I know that the norm of 2+3i =13, thus there will be 13 elements and this field will be isomorphic to GF(13), But i am not sure how to find the elements.
• Oct 8th 2010, 06:44 PM
tonio
Quote:

Originally Posted by ulysses123
How many elements does the following field have? is u=1+i a primative element?

$\frac{Z[i]}{<2+3i>}$

I know that the norm of 2+3i =13, thus there will be 13 elements and this field will be isomorphic to GF(13), But i am not sure how to find the elements.

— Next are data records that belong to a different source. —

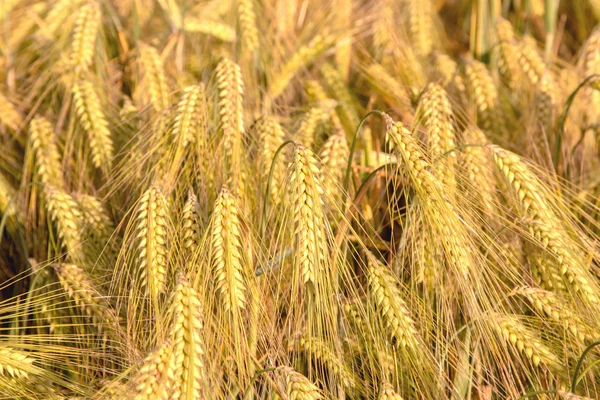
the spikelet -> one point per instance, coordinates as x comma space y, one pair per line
525, 341
307, 191
190, 116
151, 380
91, 116
154, 77
231, 97
190, 224
186, 367
65, 214
16, 364
80, 288
388, 393
543, 224
384, 291
484, 94
297, 386
303, 57
9, 116
228, 254
152, 233
436, 115
249, 31
46, 153
421, 25
85, 33
209, 27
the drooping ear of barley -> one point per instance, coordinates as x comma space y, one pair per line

Do as you do to find the elements of a ring of fractions of a polynomial ring divided by the principal

ideal generated by an irreducible pol.:

1) Divide any element $w=\alpha+\beta i\in\mathbb{Z}[i]$ by $2+3i$ with remainder (why is this possible?)

2) If $\alpha+\beta i=(a+bi)(2+3i)+r\,,\,\,r=c+di\in\mathbb{Z}[i]\,,\,\,r=0\,\,or\,\,c^2+d^2<2^2+3^2=13$ , then
$\alpha+\beta i\cong r\!\!\pmod{<2+3i>}$ ...

3) Deduce from the above that every element in the quotient ring can be represented by an element with norm < 13 or zero.

Tonio
• Oct 9th 2010, 06:44 PM
ulysses123
every element can be represented by one with norm <13, but we dont have to take this representation do we?
Using the element 2+3i and then rotating it by 90 degrees i formed a square with these two vectors then took all the elements in it as my represenatives, then using the element 1+i and generating its powers i found that it only has order 4.However for the second field i havnt been able to deduce if 1+i is a generator because one of the powers gives me an element thats not in the field or any of the representative cosets.So now i'm getting confused.